Local officials in Kentucky made the decision to destroy part of a legally grown hemp crop, totaling 100 pounds, because it exceeded the set limit for tetrahydrocannabinol (THC), the psychoactive cannabinoid in cannabis plants.
Federal law allows for hemp to be cultivated, so long as it does not exceed a 0.3 percent concentration of THC by weight. Agriculture officials in Kentucky are adamant that they had “no choice,” but to uphold federal law. Brent Burchett, director of plant marketing for the Kentucky Department of Agriculture stated,
“We’ve got a program that’s under a lot of scrutiny at the federal level. We have to be good stewards with law enforcement.”
The effort to create a thriving hemp industry in Kentucky has been successful, with many growers switching to hemp due to a waning tobacco market.
But the legal limit for hemp is a point of contention among growers, scientists, law enforcement, and even politicians.

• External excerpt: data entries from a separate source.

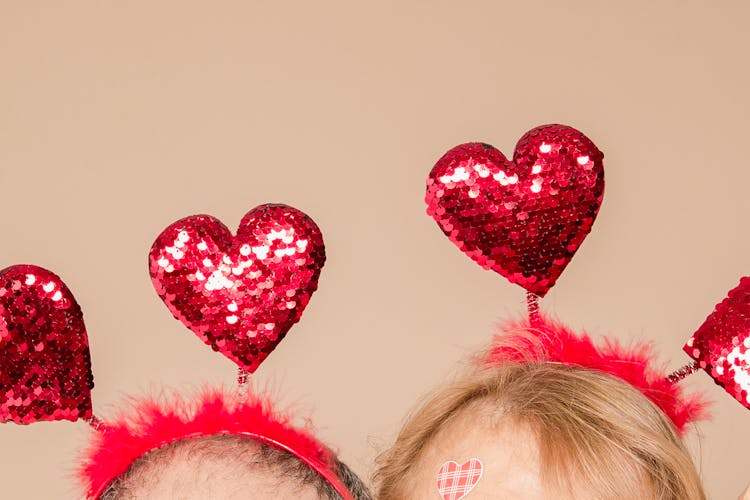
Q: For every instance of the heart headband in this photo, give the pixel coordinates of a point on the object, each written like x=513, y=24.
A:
x=525, y=218
x=239, y=294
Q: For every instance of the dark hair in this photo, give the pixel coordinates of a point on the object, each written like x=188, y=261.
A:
x=247, y=452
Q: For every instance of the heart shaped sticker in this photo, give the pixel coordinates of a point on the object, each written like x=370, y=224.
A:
x=239, y=294
x=455, y=481
x=524, y=218
x=45, y=366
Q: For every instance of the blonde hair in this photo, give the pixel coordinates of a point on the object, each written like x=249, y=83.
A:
x=591, y=428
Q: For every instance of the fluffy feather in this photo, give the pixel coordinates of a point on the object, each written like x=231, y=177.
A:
x=150, y=423
x=546, y=340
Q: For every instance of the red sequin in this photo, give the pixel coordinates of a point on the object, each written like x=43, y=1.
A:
x=721, y=346
x=239, y=294
x=523, y=218
x=45, y=367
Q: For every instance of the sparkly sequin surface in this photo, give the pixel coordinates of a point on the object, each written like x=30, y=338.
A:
x=523, y=218
x=45, y=367
x=721, y=346
x=240, y=294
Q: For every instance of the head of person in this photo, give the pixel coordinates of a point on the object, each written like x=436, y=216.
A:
x=227, y=467
x=541, y=430
x=228, y=445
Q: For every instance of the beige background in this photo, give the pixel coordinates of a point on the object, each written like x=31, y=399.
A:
x=117, y=118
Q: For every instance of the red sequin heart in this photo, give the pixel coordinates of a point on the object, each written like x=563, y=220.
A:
x=523, y=218
x=455, y=481
x=45, y=366
x=239, y=294
x=721, y=346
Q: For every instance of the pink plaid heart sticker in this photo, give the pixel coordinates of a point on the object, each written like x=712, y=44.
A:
x=456, y=481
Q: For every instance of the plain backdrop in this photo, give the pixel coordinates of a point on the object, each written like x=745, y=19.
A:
x=117, y=118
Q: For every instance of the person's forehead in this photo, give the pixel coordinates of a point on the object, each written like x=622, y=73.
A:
x=508, y=453
x=216, y=467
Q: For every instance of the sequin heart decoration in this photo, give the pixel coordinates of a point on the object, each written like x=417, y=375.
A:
x=721, y=346
x=455, y=481
x=239, y=294
x=524, y=218
x=45, y=366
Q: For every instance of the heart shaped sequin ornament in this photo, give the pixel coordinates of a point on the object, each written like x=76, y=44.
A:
x=524, y=218
x=239, y=294
x=721, y=346
x=45, y=366
x=455, y=481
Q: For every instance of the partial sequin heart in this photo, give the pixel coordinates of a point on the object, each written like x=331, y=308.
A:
x=240, y=294
x=455, y=480
x=524, y=219
x=45, y=366
x=721, y=346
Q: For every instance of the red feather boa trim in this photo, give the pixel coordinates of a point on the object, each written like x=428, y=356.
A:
x=545, y=340
x=151, y=423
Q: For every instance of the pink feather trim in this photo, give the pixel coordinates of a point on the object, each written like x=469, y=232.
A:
x=546, y=340
x=151, y=423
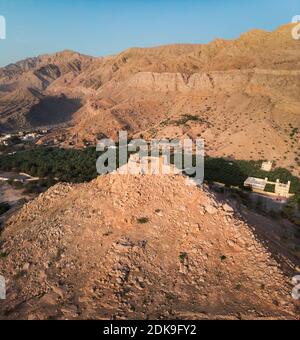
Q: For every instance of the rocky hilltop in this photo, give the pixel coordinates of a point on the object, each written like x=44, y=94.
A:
x=138, y=247
x=243, y=95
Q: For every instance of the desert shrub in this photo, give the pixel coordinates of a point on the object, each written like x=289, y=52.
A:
x=4, y=207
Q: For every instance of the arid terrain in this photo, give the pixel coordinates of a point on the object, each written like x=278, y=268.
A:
x=241, y=96
x=150, y=247
x=139, y=247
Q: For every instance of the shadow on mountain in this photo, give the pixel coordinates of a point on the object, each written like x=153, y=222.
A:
x=53, y=111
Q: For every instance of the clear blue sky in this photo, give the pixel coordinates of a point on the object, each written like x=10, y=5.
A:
x=104, y=27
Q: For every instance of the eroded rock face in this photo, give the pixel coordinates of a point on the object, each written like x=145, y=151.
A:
x=110, y=248
x=243, y=94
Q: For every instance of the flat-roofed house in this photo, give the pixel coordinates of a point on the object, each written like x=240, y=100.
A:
x=282, y=189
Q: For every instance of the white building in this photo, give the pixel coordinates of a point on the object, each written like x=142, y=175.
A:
x=267, y=166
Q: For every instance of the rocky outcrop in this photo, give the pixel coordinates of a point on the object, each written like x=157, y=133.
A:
x=108, y=248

The figure seems to originate from a report dating back to 1976, written by two Canadian research scientists and commissioned by Canada’s Health Ministry (now known as Health Canada). Their report was meant to create a general taxonomy for hemp, and was never meant to be a government standard.
“It’s not psychoactive,” said Lyndsey Todd, who grew some of the potent hemp.
“You could smoke all 100 pounds and you would end up probably with a headache and nothing else.”
To put the number into perspective, cannabis in Colorado averages about 18.7 percent THC, and peaks at about 30 percent. California’s cannabis tends to not drop below a 20 percent THC concentration, and some premium strains can test up to 35 percent THC. While hemp close relative to cannabis biologically, it has much higher amounts of cannabidiol, or CBD, which is what many medical marijuana patients are looking for to treat seizure disorders and inflammatory conditions. CBD also dampens the effect of THC, neutralizing the small amount of THC found in hemp.
Fortunately, the amount of potent hemp that Kentucky destroys is less than 1 percent of the crop yield. But the 100 lbs of strong hemp could have been diluted down to the .3 percent limit and sold as medicine.
“Destroying the crop should not be the first or only option,”
said Eric Steenstra, president of Vote Hemp. Since the potency and quality of hemp can fluctuate significantly based on weather, irrigation, pests, and other environmental variables, Steenstra suggested that the rules surrounding the legal limit need to be relaxed so growers aren’t discouraged by a heavily regulated crop.